The Atlanta model rests on a simple premise: For every significant tree lost, another must take its place, which can be in the form of planting a new tree or paying the government to plant it for you elsewhere.
The concept, aimed chiefly at preventing clear-cutting, could prove costly for developers used to operating under tree regulations enacted six years ago.
Theoretically, the cost to account for the removal of trees on a one-acre lot could be ten times what it is now, Kinney told City Council this week in preparation for a public survey to fine tune the regulations that will be considered in depth this fall.
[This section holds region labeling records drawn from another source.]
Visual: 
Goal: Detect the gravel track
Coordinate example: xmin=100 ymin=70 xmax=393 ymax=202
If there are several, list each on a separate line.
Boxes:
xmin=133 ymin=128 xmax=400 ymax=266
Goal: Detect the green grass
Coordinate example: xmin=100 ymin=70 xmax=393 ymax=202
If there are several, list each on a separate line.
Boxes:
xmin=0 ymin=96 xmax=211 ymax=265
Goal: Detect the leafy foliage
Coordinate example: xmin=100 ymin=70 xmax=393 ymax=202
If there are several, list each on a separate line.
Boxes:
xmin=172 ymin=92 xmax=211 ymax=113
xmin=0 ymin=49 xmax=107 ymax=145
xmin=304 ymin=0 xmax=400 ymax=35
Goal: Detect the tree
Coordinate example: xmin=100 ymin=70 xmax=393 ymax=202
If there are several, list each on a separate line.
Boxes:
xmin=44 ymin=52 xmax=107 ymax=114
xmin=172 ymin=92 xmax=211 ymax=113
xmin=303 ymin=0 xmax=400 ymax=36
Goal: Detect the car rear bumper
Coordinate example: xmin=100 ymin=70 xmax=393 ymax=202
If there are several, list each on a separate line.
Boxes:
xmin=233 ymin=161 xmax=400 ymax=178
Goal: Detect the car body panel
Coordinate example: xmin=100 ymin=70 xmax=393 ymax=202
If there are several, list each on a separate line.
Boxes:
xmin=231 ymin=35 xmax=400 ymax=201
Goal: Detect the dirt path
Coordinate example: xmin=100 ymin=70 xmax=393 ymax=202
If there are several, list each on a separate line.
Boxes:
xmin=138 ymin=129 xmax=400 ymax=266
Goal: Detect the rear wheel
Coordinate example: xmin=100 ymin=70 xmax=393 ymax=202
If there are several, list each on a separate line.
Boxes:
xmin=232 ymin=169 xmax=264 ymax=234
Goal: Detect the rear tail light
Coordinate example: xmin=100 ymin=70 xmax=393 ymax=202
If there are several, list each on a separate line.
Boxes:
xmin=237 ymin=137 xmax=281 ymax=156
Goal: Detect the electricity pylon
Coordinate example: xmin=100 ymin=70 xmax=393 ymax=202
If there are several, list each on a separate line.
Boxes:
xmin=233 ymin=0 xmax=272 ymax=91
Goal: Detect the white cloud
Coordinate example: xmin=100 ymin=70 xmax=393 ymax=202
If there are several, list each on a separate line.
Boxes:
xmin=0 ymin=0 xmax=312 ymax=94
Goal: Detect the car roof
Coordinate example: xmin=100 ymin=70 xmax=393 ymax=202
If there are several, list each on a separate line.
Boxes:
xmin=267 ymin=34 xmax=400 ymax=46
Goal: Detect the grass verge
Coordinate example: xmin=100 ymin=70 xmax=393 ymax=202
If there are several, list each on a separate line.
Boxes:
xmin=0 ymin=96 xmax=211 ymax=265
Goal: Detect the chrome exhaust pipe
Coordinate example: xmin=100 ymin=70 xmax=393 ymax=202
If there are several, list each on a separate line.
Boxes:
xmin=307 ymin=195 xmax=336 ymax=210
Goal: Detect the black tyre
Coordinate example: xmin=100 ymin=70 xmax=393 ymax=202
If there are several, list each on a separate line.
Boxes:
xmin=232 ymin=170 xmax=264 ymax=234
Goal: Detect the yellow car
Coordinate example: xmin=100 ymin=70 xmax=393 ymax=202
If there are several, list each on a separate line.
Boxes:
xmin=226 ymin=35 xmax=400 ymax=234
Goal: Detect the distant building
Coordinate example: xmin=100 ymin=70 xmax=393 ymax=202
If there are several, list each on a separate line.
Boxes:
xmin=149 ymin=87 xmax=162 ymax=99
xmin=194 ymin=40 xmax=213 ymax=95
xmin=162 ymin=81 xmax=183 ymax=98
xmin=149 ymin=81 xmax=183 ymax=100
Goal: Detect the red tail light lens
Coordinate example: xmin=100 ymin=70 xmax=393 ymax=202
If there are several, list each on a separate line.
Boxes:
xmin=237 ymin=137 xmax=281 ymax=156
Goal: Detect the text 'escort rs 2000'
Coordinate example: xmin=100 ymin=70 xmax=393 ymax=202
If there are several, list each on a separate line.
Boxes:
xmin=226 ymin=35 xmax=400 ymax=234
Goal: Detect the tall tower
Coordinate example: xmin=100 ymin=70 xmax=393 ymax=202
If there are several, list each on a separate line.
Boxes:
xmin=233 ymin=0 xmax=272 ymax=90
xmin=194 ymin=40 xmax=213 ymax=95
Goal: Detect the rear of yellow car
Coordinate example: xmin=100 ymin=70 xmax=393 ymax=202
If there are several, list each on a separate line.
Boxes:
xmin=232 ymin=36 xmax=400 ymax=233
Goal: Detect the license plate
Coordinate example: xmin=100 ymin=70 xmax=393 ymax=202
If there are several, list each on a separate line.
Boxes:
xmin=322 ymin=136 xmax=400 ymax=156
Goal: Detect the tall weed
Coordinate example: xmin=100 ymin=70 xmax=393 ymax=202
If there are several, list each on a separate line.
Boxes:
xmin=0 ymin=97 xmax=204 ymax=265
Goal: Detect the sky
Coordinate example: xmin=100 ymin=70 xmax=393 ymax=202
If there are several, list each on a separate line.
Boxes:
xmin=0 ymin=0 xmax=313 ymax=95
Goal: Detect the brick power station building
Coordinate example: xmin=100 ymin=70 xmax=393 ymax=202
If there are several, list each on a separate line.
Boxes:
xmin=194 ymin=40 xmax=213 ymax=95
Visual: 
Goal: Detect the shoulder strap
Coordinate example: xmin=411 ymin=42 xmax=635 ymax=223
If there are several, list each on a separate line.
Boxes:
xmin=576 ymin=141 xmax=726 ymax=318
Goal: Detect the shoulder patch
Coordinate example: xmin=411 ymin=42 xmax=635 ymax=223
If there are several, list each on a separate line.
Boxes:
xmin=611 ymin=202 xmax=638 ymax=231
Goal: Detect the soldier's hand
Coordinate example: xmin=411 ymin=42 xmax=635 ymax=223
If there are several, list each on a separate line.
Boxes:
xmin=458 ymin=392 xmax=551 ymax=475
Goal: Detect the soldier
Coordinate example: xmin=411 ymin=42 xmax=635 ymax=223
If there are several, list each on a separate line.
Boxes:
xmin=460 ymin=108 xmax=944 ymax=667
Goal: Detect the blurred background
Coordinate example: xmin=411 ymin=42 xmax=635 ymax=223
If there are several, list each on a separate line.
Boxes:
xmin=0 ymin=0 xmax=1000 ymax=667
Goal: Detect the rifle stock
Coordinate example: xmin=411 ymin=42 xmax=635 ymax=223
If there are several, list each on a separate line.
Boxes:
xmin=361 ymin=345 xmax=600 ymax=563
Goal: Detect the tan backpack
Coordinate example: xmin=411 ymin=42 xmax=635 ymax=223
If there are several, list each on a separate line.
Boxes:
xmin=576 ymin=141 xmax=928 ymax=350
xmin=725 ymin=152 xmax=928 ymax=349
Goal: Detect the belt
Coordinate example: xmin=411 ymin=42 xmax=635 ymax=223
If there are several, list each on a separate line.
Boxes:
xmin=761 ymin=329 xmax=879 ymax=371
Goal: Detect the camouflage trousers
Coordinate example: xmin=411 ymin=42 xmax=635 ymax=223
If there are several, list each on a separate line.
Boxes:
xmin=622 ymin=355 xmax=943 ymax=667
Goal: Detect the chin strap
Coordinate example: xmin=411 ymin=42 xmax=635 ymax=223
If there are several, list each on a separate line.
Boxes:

For instance, a one-acre lot with a dozen trees would cost $1,800 for a developer to cut under current regulations. A tree 28 inches in diameter would need to be replaced with two 4-inch trees or a fee of $600 in its place. Removal of a 32-inch tree would require either four 4-inch trees to account for the loss or $1,200 in lieu of replacement.
Under the proposed new regulations, the same removal of trees on that one-acre lot would cost $18,300.
That’s because the new rules would separate out more tree sizes and more fees for each, including protection for trees as small as 6 inches in diameter that would require replacement or $450. Right now, trees aren’t protected unless they are 20 inches in diameter or more.
The idea is to encourage development that is more creative in protecting tree canopy.
The push first came in February when the council discussed the pressing need to preserve trees in the city with tighter regulations.
Kinney's presentation to the council showed that, in 2001, the city had 41 percent of its area covered with tree canopy. By 2011, that percentage was 36 percent, a loss of 33.1 million square feet. In 2021, the city expects as little as 25 percent cover, a 59.6 million square foot loss.
Atlanta has been a poster child of how unchecked growth can create a scattershot pattern that leads to gridlocked traffic, abandonment of the inner city and loss of the natural environment.
However, Atlanta has enacted some of the toughest tree ordinances in the Southeast to make up for its transgressions.
Greenville leaders looked to Atlanta but weren't sure of the support such a restrictive set of rules would receive.
Over the course of the summer, the city sought feedback from residents, developers and special interest groups. What the city found, except for requests by developers for less-restrictive laws, was strong support for restrictions that go beyond what was originally proposed.
In a series of public meetings, more than half of those who participated wanted replacement costs to be higher.
Where the city set out to exclude single-family development from new tree regulations, more than half surveyed this summer said they wanted all development to be subject. Likewise, the majority of those surveyed said they didn't want the city to exempt affordable-housing projects from the new rules.
City leaders were emboldened by the results.
“I see tree canopy and affordable housing as very different species — very high priorities for us right now, but I can’t get comfortable trading one for the other,” City Councilwoman Dorothy Dowe said.
Councilwoman Lillian Brock Flemming said choosing one over the other hurts both. Traditionally, poor communities have had to trade cut-rate housing for a lack of trees and landscaping, worsening the perception of the places they live.
“One of the reasons that communities have slum and blight is because they don't have landscaping ordinances," Flemming said. "They do not have planting of trees in the old-fashioned ghetto.”
As part of the effort, the city is trying to identify places where trees can be planted. Dowe said that would lead to less than 7 percent improvement in tree canopy, which means new regulations must be shared by all.
The formula for how costs are measured can be adjusted, Kinney said, to account for various sized trees and whether they are part of single-family or multi-family projects.
In two weeks, the public will be asked to weigh in again in the form of an online survey that asks three simple questions. Should single family be included? Should affordable housing be exempt? Should fees be higher, lower or the same as what's proposed thus far?
The survey will last for two weeks, between Sept. 29 and Oct. 13.
The city intends to have a proposed ordinance ready for the planning commission to vote on in November. City Council would have final say.